User Personae and Their Needs
What are the user personae (or roles) for evaluation? Here are the primary stakeholders who can benefit from this initiative.
AI Application Developers
We sometimes call them enterprise developers. Builders of AI-enabled applications need to do the following:
- Choose “base” models: What models score best on benchmarks related to application requirements, including functional requirements, like specific use-case behaviors, and nonfunctional requirements, like general safety concerns, cost of ownership, etc.?
- Evaluate proprietary models: Some organizations _tune) existing base models or train custom models from scratch.
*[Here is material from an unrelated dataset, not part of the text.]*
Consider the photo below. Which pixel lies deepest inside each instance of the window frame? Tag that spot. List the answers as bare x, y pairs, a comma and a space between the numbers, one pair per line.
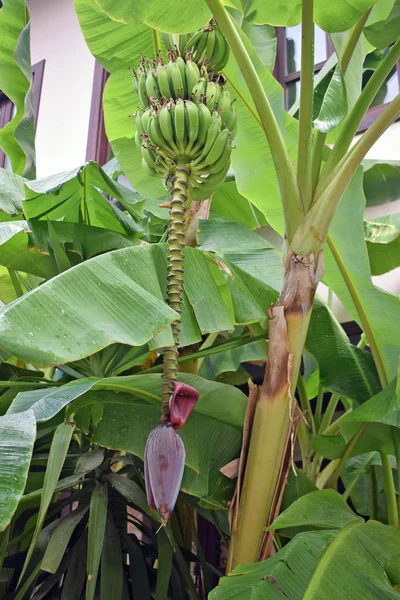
98, 147
280, 74
6, 115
They can only use public benchmarks and other evaluations if they can run them locally.
- Evaluate application alignment: How does the model in tandem with other system components behave?
Cost of ownership is important. Larger models provide better overall performance, but at higher cost. Smaller models may be good enough, while also being cost-effective.
Independent Software Vendors
Companies providing AI-as-a-Service have requirements similar to AI application developers. They may emphasize some more than others because of concerns about keeping customers satisfied with the service offerings, avoiding various liabilities, etc. They know that customers look to them for meeting the requirements the customers may not be capable of meeting themselves.
Model Builders
Model builders share many of the same concerns as application developers, in part because they want their work to be widely adopted by the latter. They may also have research objectives, where novelty and innovation might outweigh the pragmatic concerns of application developers.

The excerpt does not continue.